Trump, in fact, went to the extent of saying during the interview that the US too had supplied weapons to the Taliban in Afghanistan when they were fighting Russia. "Well, we supplied weapons when they were fighting Russia, too. The Taliban, in Afghanistan… I'm just saying, we did that, too." The Taliban group was formed in the early 1990s by Afghan mujahideen, or Islamic guerilla fighters, who had fought the Soviet occupation of Afghanistan (1979–89) with the covert support of the CIA and Pakistani intelligence body Inter Services Intelligence.
On June 26, the New York Times came up with a report that Russia covertly offered money to the Taliban for killing American troops and the intelligence had been included in a presidential daily briefing in February.
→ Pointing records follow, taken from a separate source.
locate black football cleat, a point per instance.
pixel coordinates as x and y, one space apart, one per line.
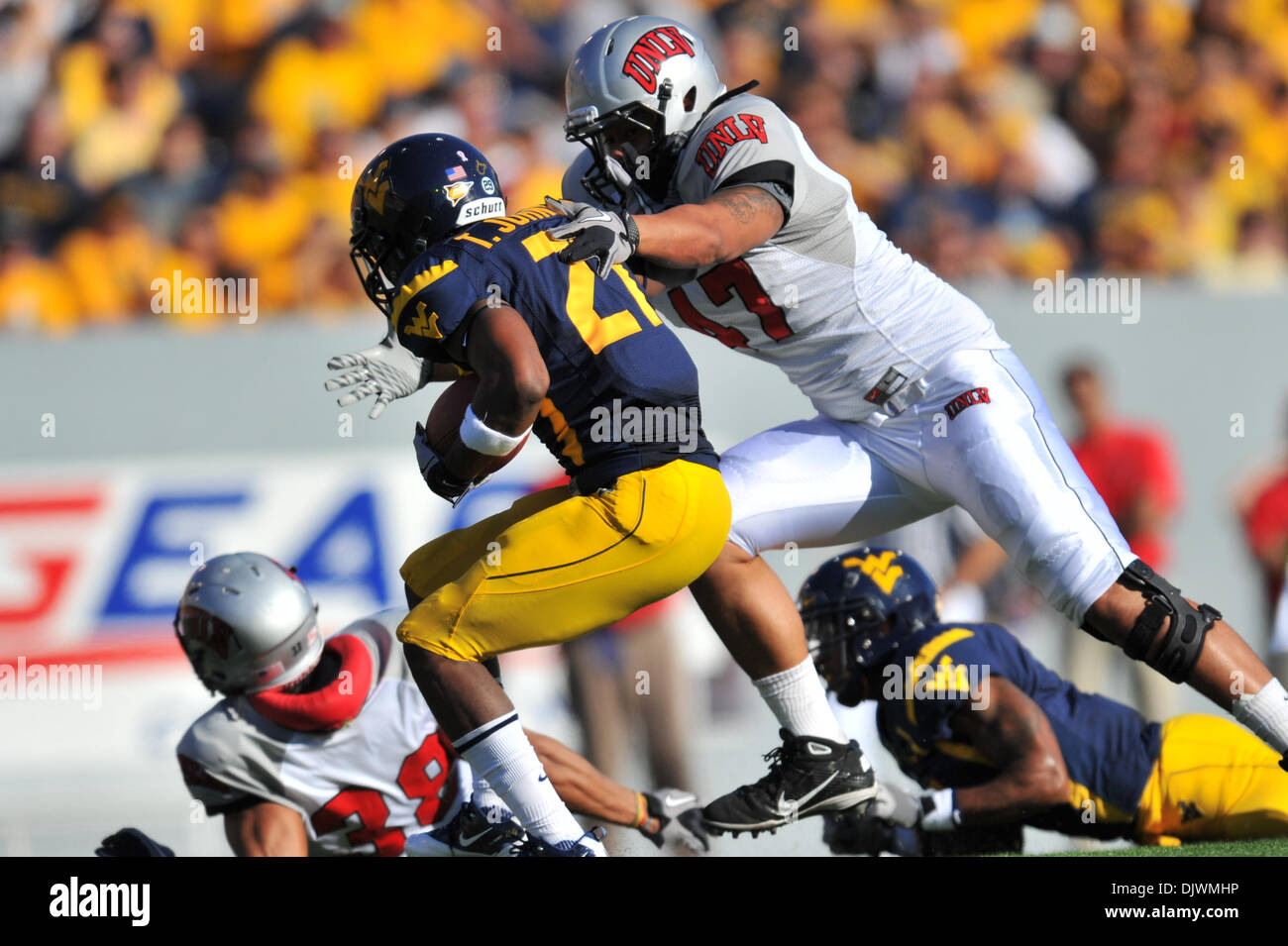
807 775
469 834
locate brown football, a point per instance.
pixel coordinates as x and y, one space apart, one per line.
443 425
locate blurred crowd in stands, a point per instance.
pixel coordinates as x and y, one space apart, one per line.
990 138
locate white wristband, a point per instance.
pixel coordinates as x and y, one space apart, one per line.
481 438
940 811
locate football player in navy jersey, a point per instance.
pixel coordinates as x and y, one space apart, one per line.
997 740
583 362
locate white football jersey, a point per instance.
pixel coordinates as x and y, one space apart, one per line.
848 315
361 789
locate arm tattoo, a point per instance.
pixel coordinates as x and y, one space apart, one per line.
746 202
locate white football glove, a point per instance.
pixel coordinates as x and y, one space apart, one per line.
604 236
679 816
386 370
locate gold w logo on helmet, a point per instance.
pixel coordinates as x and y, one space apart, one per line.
375 187
879 568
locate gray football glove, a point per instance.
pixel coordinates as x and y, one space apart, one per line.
608 237
894 804
681 817
386 370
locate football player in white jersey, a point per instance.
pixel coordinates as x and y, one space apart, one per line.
326 747
716 198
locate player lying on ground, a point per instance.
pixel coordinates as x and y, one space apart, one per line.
327 748
555 351
1003 742
921 403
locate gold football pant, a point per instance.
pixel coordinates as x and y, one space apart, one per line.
557 566
1212 781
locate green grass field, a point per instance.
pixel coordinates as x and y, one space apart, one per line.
1265 847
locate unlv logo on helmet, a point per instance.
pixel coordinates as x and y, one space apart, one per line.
651 51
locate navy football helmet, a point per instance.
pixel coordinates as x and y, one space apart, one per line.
412 194
858 610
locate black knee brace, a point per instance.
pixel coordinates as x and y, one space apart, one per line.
1185 633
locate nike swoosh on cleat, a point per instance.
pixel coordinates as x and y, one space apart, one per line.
467 841
786 807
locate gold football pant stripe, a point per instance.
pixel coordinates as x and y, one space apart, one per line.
557 566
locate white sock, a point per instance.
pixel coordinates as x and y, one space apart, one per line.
1266 714
485 799
799 701
501 756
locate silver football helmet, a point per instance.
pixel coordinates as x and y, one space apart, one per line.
638 86
248 624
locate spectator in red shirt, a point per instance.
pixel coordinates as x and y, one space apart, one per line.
1132 469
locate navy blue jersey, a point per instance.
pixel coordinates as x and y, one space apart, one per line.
623 392
1109 749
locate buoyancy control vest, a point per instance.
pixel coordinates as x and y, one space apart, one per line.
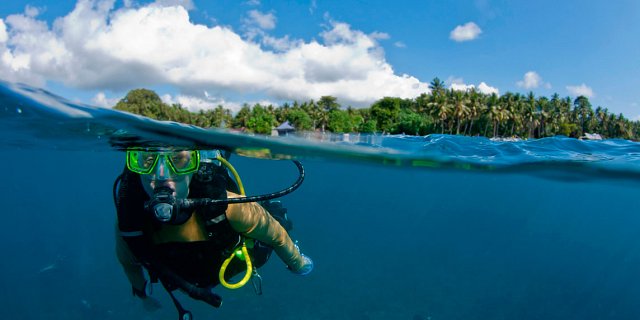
197 262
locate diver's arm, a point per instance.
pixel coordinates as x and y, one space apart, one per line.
253 221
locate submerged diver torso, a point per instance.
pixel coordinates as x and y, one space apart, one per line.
194 247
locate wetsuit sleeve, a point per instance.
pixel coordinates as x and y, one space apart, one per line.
132 268
253 221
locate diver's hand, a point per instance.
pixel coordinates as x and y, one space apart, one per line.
306 268
151 304
145 292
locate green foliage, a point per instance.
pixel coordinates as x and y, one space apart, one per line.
339 122
260 120
299 119
410 122
441 111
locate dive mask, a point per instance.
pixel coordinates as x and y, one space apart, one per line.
180 162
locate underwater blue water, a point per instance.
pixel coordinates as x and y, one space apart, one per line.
436 227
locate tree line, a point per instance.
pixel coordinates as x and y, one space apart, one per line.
443 110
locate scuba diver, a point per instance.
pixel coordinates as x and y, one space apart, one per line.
188 224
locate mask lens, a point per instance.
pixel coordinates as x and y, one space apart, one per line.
141 162
180 162
185 162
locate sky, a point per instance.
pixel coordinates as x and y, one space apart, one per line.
204 53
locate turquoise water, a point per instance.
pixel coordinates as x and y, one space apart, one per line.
400 227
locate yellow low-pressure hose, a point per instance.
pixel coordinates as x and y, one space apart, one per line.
243 253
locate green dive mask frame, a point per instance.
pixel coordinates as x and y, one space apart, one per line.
145 162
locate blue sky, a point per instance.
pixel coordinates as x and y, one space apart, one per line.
203 53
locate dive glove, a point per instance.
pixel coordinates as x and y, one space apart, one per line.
306 268
148 289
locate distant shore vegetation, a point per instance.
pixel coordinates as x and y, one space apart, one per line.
443 110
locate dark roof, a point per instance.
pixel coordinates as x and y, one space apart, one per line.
285 126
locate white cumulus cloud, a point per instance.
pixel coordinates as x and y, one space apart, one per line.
266 21
581 90
466 32
532 80
98 47
187 4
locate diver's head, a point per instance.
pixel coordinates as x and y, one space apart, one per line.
168 170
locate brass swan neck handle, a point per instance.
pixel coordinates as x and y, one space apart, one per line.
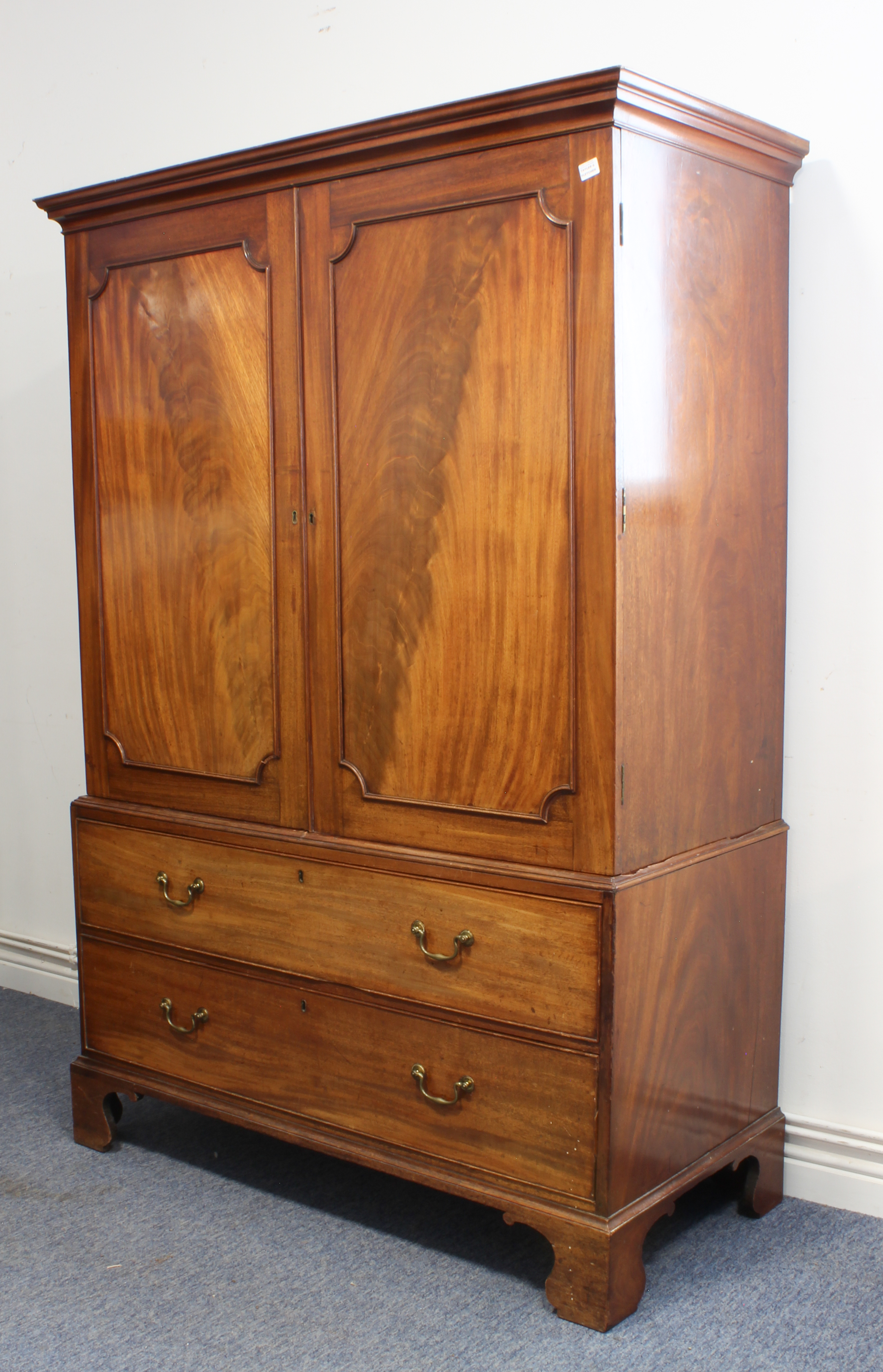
465 1086
198 1018
195 889
462 940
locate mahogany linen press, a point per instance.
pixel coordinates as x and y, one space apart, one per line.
431 545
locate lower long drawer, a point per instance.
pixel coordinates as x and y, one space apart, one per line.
342 1061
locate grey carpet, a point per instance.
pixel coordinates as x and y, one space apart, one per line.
195 1245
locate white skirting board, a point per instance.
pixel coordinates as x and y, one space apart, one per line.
42 969
823 1163
834 1165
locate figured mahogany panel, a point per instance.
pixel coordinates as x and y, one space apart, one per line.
532 962
703 445
697 997
186 507
349 1064
451 338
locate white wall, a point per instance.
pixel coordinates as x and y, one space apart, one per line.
97 90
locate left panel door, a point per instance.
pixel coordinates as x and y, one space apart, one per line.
187 475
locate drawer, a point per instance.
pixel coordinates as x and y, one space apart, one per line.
534 961
349 1064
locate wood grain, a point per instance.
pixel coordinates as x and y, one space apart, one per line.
696 1013
184 485
454 477
350 1065
703 437
534 962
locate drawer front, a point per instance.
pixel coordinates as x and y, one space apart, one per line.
534 961
349 1064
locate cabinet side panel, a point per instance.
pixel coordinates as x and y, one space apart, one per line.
703 438
77 264
697 1012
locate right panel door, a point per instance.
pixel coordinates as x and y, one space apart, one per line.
439 313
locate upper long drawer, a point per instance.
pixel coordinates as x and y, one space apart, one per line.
532 961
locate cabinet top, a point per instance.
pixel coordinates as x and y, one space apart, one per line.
615 97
White House officials have said time and again that the bounty intelligence has not been "verified". Officials earlier told the Beast that intelligence and national security officials were not in agreement over the intelligence and the methods that were used to gather it.
Taliban says Russia has been paying them since 2014
Several top officials, including Defense Secretary Mark Esper and General Mark Milley, have publicly contested the intelligence reports. In a congressional hearing held on July 9, Esper said the US did not have any proof that the Russian offerings were linked to killing of Americans. This came despite a report citing a top Taliban source admitting that Russian intelligence has been paying the Taliban for attacking American and Islamic State forces in Afghanistan since 2014. Barack Obama was the president of the US then.
Despite the Trump administration's defense on the matter, the warnings issued to the Russians highlight how seriously officials in the Trump administration responded to the reports on the bounties. The Beast, however, said it is not clear as to to what extent Trump was briefed about the warnings.
Secretary of State Mike Pompeo said in a recent interview to Fox News that the US would "respond to any threat, whether that's Iranians using the Taliban or the Russians" and that "the Russians have been providing weapons to the Taliban for an awful lot of years" but when the Beast tried for responses from the White House, National Security Council and even the state department, it got no response.